我走到鏡子前。用手敲敲鏡面後的木板,發出沉悶的聲音。想了很多念頭,都不著調,徒傷腦力。

我回到客廳,在沙發上悶坐了片刻,把塑膠袋裡的工具倒了一地。點上根菸叼著。戴上棉紗手套,我提著錘子、榔頭和扳子來到那扇門前開始敲敲打打。

折騰好半天,終於開啟一條縫隙,我用手扒了兩下實在太緊,只好把扳子塞到縫隙中間,利用槓桿原理使勁撬門。

門板真特麼結實。不知裡面是上著鎖還是直接釘在牆上,我費了九牛二虎之力也沒撬動半分。

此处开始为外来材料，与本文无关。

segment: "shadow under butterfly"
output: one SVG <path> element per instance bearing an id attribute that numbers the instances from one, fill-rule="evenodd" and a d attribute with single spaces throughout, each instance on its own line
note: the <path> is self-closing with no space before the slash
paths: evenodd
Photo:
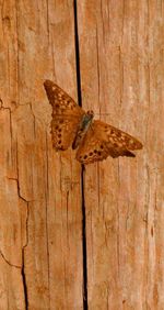
<path id="1" fill-rule="evenodd" d="M 107 156 L 136 157 L 130 151 L 142 148 L 141 142 L 128 133 L 93 121 L 93 111 L 85 112 L 55 82 L 46 80 L 44 87 L 52 107 L 51 140 L 56 151 L 78 148 L 75 158 L 86 165 Z"/>

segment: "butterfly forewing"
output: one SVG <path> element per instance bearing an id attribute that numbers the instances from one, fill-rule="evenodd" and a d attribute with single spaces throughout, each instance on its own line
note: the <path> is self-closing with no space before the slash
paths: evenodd
<path id="1" fill-rule="evenodd" d="M 134 157 L 130 151 L 142 148 L 142 144 L 133 136 L 102 121 L 92 122 L 91 112 L 85 113 L 52 81 L 46 80 L 44 86 L 52 107 L 51 139 L 56 151 L 72 145 L 73 148 L 78 147 L 77 159 L 90 164 L 107 156 Z"/>
<path id="2" fill-rule="evenodd" d="M 60 87 L 50 80 L 44 82 L 52 107 L 51 139 L 56 150 L 67 150 L 74 141 L 84 111 Z"/>
<path id="3" fill-rule="evenodd" d="M 78 150 L 77 159 L 90 164 L 107 156 L 134 157 L 130 151 L 139 148 L 142 144 L 137 139 L 102 121 L 94 121 Z"/>

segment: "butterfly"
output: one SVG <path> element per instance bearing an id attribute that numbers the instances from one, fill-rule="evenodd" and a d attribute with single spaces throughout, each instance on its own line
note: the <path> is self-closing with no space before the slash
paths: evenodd
<path id="1" fill-rule="evenodd" d="M 107 156 L 134 157 L 130 151 L 142 148 L 141 142 L 128 133 L 99 120 L 93 121 L 93 111 L 85 112 L 51 80 L 45 80 L 44 87 L 52 107 L 51 140 L 56 151 L 78 148 L 75 158 L 85 165 Z"/>

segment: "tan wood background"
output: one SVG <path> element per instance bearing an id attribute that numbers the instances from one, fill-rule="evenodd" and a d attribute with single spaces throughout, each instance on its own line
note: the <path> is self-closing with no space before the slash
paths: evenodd
<path id="1" fill-rule="evenodd" d="M 86 166 L 84 195 L 74 152 L 51 147 L 43 88 L 78 101 L 74 5 L 83 108 L 144 145 Z M 3 0 L 0 12 L 0 310 L 163 310 L 164 1 Z"/>

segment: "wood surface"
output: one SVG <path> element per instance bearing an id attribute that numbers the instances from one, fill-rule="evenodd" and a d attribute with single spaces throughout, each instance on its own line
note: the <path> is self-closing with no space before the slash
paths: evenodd
<path id="1" fill-rule="evenodd" d="M 0 310 L 164 309 L 163 0 L 0 12 Z M 45 79 L 143 151 L 56 153 Z"/>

崽崽蹲在我的旁邊,舉著兩隻小爪子好奇地看著,我累的一身臭汗,還被這小動物盯著,覺得有失臉面。我把煙掐滅,正要下力氣再去弄,外面忽然傳來收廢棄傢俱的喊聲。

我靈機一動,何必自己賣力,上外面找個民工幫忙不就得了,他們專門幹這個的,有把子力氣,所謂術業有專攻嘛。

我讓崽崽乖乖在這裡等著,我出了家門到小區,那個收廢傢俱的還沒走,這是個壯男,蹬著三蹦子拿著電喇叭,一邊騎一邊喊。

我攔住他:「哥們,你除了收傢俱還幹別的不?」

「家電我也收,」他操著一嘴地道的山東話:「電腦啊,電視啊,洗衣機啊,都行。」

我擺擺手:「不,不,力氣活你能不能幹,我多給你錢。」

「幹啥?」他問。

「我在這裡租房子,」我說:「上一個房客在廳裡修了個雜貨室,現在門的鑰匙找不開了,你幫我撬開唄。」

「大哥,違法的事俺可不幹。」他說。

「房子是我租的。又不是偷的,你怕啥。跟你沒關係,撬開門我給你五十。」我說。

他猶豫,我心裡來氣這小子還真有點草根的狡詐,我又提了口價到八十。這裡有學問,我不差那幾個錢。但也不能提價提的太狠,要不然他看你是金主是冤大頭好欺負你了,人都是這樣。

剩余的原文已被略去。